Because the two of us share a lifelong passion for fabric, furniture, architecture and design (interior designers and restoration architects are not easily calmed), we decided to try to track down some of the blue and white cottons of China about which we had read in an old guidebook. It is known as “Blue Nankeen”.

Over the course of our stay, as we dug deeper into the neighborhoods of the city, we learned how a small number of workshops were still working with this historic and elusive cloth, about the cotton bolts which arrived periodically from distant villages in the countryside, and about how this fabric and its processes were rapidly becoming an endangered species. As is the case with so many other arts and crafts around the world, industrialization was taking over the economy and pushing aside the traditional handicrafts of many centuries past.

To rescue and sustain this extraordinary craft would not be easy. The challenge, we came to believe, was how to provide a level of support for the "old ways", to create a market in which the traditional methods of production could ensure a livelihood for those still working in these ancient art forms, and then hopefully attract others to join them in order to perpetuate this element of Chinese culture.

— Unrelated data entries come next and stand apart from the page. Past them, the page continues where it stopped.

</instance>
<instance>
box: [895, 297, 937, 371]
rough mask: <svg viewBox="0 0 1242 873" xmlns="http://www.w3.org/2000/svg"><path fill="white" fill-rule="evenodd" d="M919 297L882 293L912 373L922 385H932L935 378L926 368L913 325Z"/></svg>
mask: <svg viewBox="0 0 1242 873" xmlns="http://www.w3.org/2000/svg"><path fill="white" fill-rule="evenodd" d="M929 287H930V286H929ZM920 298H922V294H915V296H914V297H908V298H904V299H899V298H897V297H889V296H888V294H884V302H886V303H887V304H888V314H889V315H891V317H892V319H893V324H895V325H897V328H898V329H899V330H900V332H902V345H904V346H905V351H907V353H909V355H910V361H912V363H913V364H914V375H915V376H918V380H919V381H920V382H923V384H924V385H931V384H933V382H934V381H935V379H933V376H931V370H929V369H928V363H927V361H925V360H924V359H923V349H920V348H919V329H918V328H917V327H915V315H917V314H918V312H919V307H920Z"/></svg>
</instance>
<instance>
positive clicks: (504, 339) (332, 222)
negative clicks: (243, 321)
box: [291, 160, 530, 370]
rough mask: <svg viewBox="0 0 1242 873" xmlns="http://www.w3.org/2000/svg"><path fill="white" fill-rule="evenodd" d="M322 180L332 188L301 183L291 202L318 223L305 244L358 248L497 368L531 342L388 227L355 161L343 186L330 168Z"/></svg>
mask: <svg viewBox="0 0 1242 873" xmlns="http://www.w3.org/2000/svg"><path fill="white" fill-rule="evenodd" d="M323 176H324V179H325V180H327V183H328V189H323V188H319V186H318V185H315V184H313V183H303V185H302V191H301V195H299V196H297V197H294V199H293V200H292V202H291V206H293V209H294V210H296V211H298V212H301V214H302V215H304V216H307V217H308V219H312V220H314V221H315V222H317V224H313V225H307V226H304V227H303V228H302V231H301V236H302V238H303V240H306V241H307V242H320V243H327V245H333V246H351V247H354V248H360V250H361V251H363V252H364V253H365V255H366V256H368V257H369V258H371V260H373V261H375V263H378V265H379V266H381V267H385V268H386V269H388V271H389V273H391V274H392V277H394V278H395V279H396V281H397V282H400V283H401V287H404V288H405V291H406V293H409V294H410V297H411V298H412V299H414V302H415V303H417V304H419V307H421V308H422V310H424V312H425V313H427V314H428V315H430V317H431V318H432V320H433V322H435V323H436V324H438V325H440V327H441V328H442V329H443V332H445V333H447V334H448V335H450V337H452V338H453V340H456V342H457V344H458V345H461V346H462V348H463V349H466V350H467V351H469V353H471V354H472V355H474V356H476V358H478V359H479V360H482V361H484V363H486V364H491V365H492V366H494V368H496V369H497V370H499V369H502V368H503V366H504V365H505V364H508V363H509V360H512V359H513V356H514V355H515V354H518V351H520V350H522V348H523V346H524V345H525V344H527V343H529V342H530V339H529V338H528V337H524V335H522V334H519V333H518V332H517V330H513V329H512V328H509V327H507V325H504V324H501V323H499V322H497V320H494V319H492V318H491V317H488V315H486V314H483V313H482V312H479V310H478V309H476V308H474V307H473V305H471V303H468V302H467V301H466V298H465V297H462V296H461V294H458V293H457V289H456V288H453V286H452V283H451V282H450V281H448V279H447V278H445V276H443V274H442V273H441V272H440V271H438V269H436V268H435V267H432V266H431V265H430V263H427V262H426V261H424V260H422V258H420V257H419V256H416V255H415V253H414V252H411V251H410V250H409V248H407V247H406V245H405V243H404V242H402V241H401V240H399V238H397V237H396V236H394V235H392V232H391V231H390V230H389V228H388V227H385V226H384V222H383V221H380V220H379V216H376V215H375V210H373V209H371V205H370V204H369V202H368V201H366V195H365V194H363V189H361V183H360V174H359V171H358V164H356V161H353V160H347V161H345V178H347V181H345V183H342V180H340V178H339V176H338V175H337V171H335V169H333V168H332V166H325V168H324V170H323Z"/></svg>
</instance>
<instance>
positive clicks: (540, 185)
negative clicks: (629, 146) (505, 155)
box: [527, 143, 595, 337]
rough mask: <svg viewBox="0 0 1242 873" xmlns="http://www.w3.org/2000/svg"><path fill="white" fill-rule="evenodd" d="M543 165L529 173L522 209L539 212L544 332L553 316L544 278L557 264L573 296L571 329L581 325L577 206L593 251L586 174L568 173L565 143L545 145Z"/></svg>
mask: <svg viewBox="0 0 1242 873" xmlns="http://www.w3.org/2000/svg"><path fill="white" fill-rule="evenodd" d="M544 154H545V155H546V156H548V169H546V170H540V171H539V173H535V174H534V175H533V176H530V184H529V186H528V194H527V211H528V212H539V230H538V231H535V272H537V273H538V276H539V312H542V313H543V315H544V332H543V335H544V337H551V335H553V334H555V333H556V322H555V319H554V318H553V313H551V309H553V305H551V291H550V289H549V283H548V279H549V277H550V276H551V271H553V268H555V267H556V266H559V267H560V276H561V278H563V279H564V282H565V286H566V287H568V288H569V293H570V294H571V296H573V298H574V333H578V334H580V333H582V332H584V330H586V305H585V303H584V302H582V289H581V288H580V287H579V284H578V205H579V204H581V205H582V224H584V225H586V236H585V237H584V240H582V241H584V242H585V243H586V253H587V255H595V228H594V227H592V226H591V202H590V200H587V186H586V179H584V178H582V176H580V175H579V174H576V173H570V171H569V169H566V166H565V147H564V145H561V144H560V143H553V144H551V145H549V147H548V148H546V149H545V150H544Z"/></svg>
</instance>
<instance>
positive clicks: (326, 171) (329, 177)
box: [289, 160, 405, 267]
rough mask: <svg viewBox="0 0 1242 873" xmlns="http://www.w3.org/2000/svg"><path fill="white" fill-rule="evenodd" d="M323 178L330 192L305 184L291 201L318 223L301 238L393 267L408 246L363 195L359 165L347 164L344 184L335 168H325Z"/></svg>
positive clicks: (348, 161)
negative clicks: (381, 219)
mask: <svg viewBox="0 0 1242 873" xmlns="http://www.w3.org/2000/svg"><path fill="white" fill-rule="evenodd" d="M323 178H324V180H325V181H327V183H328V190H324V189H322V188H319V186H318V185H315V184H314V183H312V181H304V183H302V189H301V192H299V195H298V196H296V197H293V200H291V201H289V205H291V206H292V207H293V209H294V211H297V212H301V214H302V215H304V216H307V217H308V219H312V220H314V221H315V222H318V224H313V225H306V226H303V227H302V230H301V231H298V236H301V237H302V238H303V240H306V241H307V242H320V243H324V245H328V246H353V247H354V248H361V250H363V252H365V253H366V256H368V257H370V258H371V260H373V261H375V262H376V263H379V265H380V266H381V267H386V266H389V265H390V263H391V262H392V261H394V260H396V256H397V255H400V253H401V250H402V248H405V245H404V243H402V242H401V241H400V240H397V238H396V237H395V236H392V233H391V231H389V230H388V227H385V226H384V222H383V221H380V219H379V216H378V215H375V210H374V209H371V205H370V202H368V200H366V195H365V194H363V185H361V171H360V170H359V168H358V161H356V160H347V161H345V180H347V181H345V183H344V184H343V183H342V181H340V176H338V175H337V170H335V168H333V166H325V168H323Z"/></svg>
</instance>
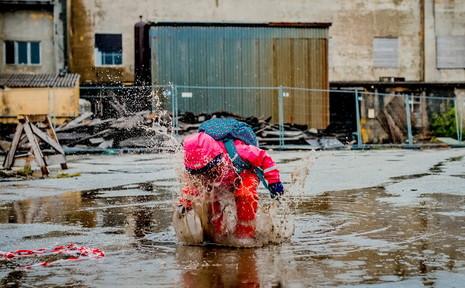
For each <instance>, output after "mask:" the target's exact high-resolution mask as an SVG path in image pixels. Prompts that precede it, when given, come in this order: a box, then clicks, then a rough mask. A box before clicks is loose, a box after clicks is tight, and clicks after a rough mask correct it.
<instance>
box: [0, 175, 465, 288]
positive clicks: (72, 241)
mask: <svg viewBox="0 0 465 288" xmlns="http://www.w3.org/2000/svg"><path fill="white" fill-rule="evenodd" d="M174 183H175V181H174V180H173V181H172V182H170V181H167V182H166V183H141V184H136V185H128V186H119V187H114V188H112V189H104V190H92V191H83V192H73V193H64V194H61V195H59V196H54V197H42V198H34V199H28V200H23V201H18V202H14V203H9V204H4V205H3V206H0V222H1V223H2V224H1V227H2V236H1V237H0V247H1V249H0V250H3V251H5V250H6V251H10V250H15V249H20V248H22V249H29V248H42V247H52V246H53V245H58V244H64V243H68V242H74V243H78V244H80V245H86V246H92V247H98V248H101V249H103V250H104V251H105V252H106V256H105V257H104V258H103V259H100V260H83V261H73V262H71V261H68V262H60V263H58V264H56V265H52V266H51V267H37V268H34V269H30V270H26V271H24V270H21V269H15V267H16V268H17V266H21V265H22V264H24V263H21V262H17V263H8V265H7V264H5V263H4V262H1V263H0V277H1V278H2V280H1V285H0V286H12V287H13V286H15V285H18V284H19V285H22V284H24V286H25V287H27V286H28V285H29V286H32V285H33V286H42V285H47V286H52V285H53V286H54V285H56V286H71V287H73V286H78V287H87V286H89V287H95V286H132V287H140V286H156V287H160V286H168V287H180V286H181V287H182V286H184V287H240V286H247V287H256V286H257V287H258V286H265V287H312V286H334V285H347V286H351V285H356V286H359V285H368V284H378V285H381V286H383V285H386V286H399V285H403V286H414V287H416V286H423V285H424V286H437V287H444V286H449V287H450V286H456V287H460V286H461V284H460V283H465V282H464V281H465V276H464V275H465V273H464V271H465V248H464V247H465V211H464V208H465V198H464V197H460V196H452V195H447V194H431V195H425V201H424V202H421V203H420V205H417V206H413V207H409V206H403V207H398V206H392V205H391V204H388V203H389V201H385V200H386V199H389V198H390V197H392V196H390V195H388V194H387V193H386V192H385V191H384V188H383V187H373V188H368V189H362V190H348V191H337V192H328V193H325V194H323V195H320V196H316V197H308V198H302V197H301V198H299V199H298V202H299V205H298V206H297V207H296V208H295V215H296V219H295V220H296V223H295V224H296V229H295V231H296V232H295V234H294V236H293V237H292V239H291V241H290V242H287V243H284V244H282V245H278V246H267V247H263V248H255V249H231V248H222V247H213V246H209V247H185V246H179V245H177V244H176V240H175V236H174V231H173V229H172V227H171V209H172V208H171V203H172V192H173V191H172V190H173V186H174V185H175V184H174ZM39 260H40V259H37V261H39ZM31 261H34V259H32V260H31V259H29V262H31ZM459 284H460V285H459Z"/></svg>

And so, the Tiverton Trading Company was born.


OUR PHILANTHROPY

Today, in addition to designing and importing a line of products, we are seeking ways to support this ancient, handcrafted art form. A percentage of our online sales go to the China Hand-Print Blue Nankeen Exhibition Hall and the China Nantong Blue Calico Art Gallery. Both located in China, these galleries educate the public as well as display examples using the Blue Nankeen process. In the United States, we support the National Textile Museum in Washington, D.C. and the textile department of the Rhode Island School of Design Museum in Providence, Rhode Island.


ABOUT THE OWNERS

Anne Page began her professional life in the Knoll showroom textiles department, following Florence Knoll’s interest in fabrics as an essential element of design. For thirty years she had her own interior design practice, designing residential, office and club interiors. Charles Page founded an architectural practice specializing in the conservation and rehabilitation of historic structures. His many associations in that field included the creation of the Foundation for San Francisco’s Architectural Heritage and service as a trustee of the National Trust for Historic Preservation. Anne and Charles are currently furthering their design interests at the Rhode Island School of Design (Anne in drawing/painting and Charles in photography/computer graphics).  They live with their twelve year-old yellow Labrador in rural Rhode Island, looking out to the Atlantic Ocean.